I’m also really thrilled about the drugs! And that Florida voted to raise the minimum wage to $15! I’m also happy to hear that voter turnout has been historically high, and relieved yesterday went largely smoothly, despite widespread—reasonable!—fear of voter intimidation and violence at the polls.
But also: Every bit of good news is a reminder of how low our expectations are, when you stop and think about it. Like, I’m very happy that there wasn’t any major violence yesterday, but that doesn’t change the fact that police pepper sprayed and arrested peaceful protesters who were en route to an early voting site in North Carolina on Saturday. We’re fighting tooth and nail and getting pepper sprayed for the right to cast a vote for Joe Biden. Joe Biden!!!!!
I don’t know about you, but I find it difficult to stomach the reality that there are often no real consequences for being a terrible person—and, worse, that being openly horrible often comes with incredible spoils. It’s hard not to look around and feel scared, or to think, What’s the fucking point?
Of course, there is a fucking point. None of these wins happened by accident, and we’d be in a far worse place right now if thousands of dedicated people hadn’t been preparing for and working toward this moment for years. (Here’s just one example.) Yes, the 66,772,777 people who voted for four more years of this (or worse) makes me want to scream, but I am trying to remind myself that 69,706,081 people as of right now have said, “Fuuuuuuuck this shit.” A lot of things can be true at once, and it’s entirely possible to be sad without giving up, and to not let our initial dismay calcify into nihilism.

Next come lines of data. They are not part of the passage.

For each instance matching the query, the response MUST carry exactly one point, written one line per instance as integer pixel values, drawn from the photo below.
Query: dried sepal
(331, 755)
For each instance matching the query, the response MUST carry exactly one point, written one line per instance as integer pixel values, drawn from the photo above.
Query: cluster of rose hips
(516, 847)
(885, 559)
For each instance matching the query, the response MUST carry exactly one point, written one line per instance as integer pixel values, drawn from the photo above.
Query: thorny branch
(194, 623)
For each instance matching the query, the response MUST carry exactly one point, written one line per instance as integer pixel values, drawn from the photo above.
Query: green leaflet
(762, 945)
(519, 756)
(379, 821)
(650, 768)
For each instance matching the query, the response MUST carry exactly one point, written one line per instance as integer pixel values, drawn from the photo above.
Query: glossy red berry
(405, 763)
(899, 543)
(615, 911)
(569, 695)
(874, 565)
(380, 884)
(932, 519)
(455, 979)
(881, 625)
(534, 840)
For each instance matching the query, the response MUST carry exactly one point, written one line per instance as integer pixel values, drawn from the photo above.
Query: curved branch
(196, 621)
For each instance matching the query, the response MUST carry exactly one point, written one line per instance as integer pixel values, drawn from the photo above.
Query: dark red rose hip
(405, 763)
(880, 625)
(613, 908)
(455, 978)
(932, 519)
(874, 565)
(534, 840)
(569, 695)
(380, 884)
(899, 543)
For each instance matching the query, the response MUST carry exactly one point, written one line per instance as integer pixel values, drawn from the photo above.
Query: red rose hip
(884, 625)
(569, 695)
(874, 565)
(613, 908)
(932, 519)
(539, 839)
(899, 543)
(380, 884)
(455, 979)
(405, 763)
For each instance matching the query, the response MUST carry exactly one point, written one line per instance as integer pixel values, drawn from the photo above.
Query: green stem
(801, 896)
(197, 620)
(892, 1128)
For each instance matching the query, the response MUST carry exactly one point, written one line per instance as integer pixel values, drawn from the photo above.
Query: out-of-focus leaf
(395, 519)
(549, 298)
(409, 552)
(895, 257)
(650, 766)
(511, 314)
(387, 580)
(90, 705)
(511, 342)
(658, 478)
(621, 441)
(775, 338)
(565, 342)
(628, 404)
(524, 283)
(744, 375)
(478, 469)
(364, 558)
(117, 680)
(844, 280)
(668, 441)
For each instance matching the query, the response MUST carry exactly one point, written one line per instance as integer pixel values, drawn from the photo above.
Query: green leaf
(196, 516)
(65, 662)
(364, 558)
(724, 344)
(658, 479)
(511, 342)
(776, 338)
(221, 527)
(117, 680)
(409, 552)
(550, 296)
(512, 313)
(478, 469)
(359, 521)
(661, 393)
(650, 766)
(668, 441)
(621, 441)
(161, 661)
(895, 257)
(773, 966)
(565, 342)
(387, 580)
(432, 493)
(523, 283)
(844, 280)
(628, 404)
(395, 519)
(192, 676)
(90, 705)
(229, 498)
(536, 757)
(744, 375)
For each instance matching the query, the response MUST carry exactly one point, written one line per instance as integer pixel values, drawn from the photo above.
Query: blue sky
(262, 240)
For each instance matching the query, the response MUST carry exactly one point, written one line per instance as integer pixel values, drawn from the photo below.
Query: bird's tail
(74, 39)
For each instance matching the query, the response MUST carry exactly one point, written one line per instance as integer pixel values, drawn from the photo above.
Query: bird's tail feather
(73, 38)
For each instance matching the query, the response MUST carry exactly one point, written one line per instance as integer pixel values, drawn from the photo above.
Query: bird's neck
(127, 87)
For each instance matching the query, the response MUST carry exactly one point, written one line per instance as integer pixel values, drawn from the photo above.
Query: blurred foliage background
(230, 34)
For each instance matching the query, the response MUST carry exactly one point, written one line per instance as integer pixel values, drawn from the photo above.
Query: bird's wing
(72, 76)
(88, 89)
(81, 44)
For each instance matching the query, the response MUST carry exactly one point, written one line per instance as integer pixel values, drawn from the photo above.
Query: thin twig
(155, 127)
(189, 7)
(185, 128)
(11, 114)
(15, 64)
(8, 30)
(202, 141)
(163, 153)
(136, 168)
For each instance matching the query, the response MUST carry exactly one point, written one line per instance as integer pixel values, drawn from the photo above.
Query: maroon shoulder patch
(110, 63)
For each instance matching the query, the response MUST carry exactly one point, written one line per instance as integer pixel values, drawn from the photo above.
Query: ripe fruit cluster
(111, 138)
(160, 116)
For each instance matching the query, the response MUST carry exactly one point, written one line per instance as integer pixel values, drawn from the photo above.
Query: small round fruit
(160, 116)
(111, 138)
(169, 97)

For now, I’m going to take the advice I’ve given many times already this year, and just let myself be sad for a little while. As therapist Andrea Bonior told me in April, “People think that being grateful for the fact that it’s not worse means that they’re supposed to hide those uncomfortable emotions. But the opposite is true. It’s about going all in and actually experiencing the full range of human life rather than just saying, ‘Well, these emotions aren’t acceptable.’”
I’ll also take comfort in the words of people like Rev. Dr. William Barber and Angela Davis, who have been doing this work for years, and who help me remember that these conflicting feelings—of disappointment and hope, of awe at how much progress has been made in my lifetime and despair at how much suffering there still is—are not unique to me or to this moment in history. “It is easy to feel discouraged and simply let go,” Davis writes in Freedom Is a Constant Struggle. “There is no shame in that. We are, after all, engaged in a struggle that seems, if we look at it using a mainstream political framework and through a mass media prism, unwinnable. On the other hand, if we take a step back, look at things from a broader angle, reflecting on what is happening all over the world and the history of struggle, the history of solidarity movements, it becomes clear, sometimes even obvious, that seemingly indestructible forces can be, thanks to people’s willpower, sacrifices, and actions, easily broken.”
I’ll take at least one long walk and go to the water, which always helps, even if it doesn’t really change anything. I’ll put on Tracy Chapman and listen to my favorite rendition of a classic gospel song, and think about what it means to be a queer Black woman in a nation still grappling with its original sin.
And then tonight, regardless of how many votes are counted or who the projected winner is or what lies Trump has yeeted into our feeds or how disappointed and angry I’m still feeling, I’ll sign on to a call with organizers to await next steps. I hope if you’re feeling upset today, you’ll do something similar—be gentle with yourself, take a beat, look to the people who have been doing the work, and then let your hurt blossom into action.